No that is my point I have/had the CC protective warranty and I called two days ago on my HR10-250 and without me even asking they are refunding me the entire $999 and not a prorated amount. They are also refunding me the remainding amount of my warranty which still had a year left on it so this is why it seems odd that they are telling rollo27 only $499.


----------



## Rollo27 (Jun 21, 2006)

I purchased the CC warranty with the unit because of the problems cited on this forum. I bought early for the $999 price. Was not real happy when all the deals came from DTV very soon after purchase and prices dropped sooner than I expected. Read about existing owners getting rebates of hundreds. I tried and got nothing. Then there were more deals floating around from time to time, but I couldn't score one. I agreed to pay the price I had, so I really couldn't complain. I moved on.

HDMI has been out for a while and I lose the picture during some fast action scenes. I called CC warranty for replacement of the unit. After holding a few minutes I was informed the unit could not be replaced and I would be refunded $499. I'm supposed to take that and purchase a new unit, not one that I would own, but one DTV would own. So I would be out eight or nine hundred bucks for something I don't own.

CC entered into a contract stating that in event of failure, I would be brought back to the position I was in before the failure, or better (newer model, more features). They took the money. Now I expect them to perform. I understand that they may be unable to perform because of reasons beyond their control, but that is not my problem. If they can't perform, then CC should refund the money they accepted upon executing their contract. They can't expect to not perform and keep the money both. Well they can...but I'm darn sure not going to just let them. Warranties in Florida, I do believe, are regulated by the insurance commisioner. There's the state's consumer affairs office and the pit bull of a consumer advocate on the local TV station to appeal to.

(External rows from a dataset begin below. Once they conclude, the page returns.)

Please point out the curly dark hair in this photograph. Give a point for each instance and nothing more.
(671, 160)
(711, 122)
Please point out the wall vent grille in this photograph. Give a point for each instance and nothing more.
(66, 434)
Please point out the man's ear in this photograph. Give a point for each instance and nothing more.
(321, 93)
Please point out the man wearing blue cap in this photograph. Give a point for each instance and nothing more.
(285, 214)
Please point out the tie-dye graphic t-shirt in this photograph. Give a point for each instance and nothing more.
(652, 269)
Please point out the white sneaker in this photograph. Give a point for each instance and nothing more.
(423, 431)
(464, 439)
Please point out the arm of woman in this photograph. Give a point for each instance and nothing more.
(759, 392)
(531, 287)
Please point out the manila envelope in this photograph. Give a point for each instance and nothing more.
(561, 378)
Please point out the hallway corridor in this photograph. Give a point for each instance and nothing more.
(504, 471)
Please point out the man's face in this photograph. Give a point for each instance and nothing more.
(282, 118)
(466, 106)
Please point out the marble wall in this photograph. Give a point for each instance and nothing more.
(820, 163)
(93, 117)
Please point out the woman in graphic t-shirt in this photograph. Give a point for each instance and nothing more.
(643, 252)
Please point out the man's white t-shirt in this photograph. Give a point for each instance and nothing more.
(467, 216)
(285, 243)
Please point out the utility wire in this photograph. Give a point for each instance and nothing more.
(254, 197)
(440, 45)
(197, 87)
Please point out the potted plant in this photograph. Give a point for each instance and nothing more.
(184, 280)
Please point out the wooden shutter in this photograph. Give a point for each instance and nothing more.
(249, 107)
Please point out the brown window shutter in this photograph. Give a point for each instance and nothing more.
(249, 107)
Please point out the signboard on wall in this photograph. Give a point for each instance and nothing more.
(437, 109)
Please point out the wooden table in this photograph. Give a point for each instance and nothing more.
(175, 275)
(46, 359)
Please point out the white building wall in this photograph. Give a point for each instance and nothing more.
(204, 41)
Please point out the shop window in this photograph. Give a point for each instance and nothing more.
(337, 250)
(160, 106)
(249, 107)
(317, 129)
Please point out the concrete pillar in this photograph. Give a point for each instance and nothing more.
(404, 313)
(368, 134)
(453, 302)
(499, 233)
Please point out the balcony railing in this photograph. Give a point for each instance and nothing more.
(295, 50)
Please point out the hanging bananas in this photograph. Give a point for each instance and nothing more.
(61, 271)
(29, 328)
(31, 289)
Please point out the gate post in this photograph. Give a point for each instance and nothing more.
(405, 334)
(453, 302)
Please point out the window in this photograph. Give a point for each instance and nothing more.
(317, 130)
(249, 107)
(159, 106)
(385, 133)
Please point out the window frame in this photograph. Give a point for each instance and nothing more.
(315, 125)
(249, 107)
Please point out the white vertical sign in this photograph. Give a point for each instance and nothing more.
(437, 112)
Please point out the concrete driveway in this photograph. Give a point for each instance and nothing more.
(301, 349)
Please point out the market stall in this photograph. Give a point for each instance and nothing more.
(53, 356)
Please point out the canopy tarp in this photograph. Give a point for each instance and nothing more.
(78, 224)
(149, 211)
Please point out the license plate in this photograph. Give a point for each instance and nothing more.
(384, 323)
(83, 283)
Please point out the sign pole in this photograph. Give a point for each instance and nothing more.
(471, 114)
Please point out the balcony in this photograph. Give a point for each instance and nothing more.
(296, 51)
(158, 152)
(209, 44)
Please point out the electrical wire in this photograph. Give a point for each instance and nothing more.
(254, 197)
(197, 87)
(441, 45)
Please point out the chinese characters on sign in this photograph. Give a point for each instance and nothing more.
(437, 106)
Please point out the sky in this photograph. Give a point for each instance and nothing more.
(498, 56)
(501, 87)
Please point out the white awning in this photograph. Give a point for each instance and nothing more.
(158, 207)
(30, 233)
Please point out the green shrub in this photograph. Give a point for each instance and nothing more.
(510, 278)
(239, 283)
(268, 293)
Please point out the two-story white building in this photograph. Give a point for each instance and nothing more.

I want a new box or the money, all of it. They take care of that, and they will have earned their warranty fee. It's just business.


----------



## McTivo (Mar 20, 2003)

It looks like they caught on and are no longer issuing a full $999 refund. I was just offered $499 + a prorated amount of my unused protection plan. I would have preferred the full refund, but I'll take the $499.

The woman I spoke to put me on hold as soon as I mentioned I was calling about my HR10-250. She never even asked what was wrong with it.


----------



## marcello696 (Jun 18, 2004)

Well they told me $999 when I called and if I get a check for $499 I will not accept it. The warranty I purchased was for $999 so I expect nothing less. So even if they did "catch on" to it that was not the case when I called.


----------



## McTivo (Mar 20, 2003)

marcello696 said:


> Well they told me $999 when I called and if I get a check for $499 I will not accept it. The warranty I purchased was for $999 so I expect nothing less. So even if they did "catch on" to it that was not the case when I called.


When I asked her about getting the full $999, she said that they factor in depreciation and that with the $499, I could go back to CC (or any other retailer) and replace my HR10-250 and still have some money left over. That made sense to me, but the only difference is that the new unitl will be leased instead of owned. I'm not sure that matters to me, so I didn't put up much of a fight.


----------



## Rollo27 (Jun 21, 2006)

McTivo said:


> When I asked her about getting the full $999, she said that they factor in depreciation and that with the $499, I could go back to CC (or any other retailer) and replace my HR10-250 and still have some money left over. That made sense to me, but the only difference is that the new unitl will be leased instead of owned. I'm not sure that matters to me, so I didn't put up much of a fight.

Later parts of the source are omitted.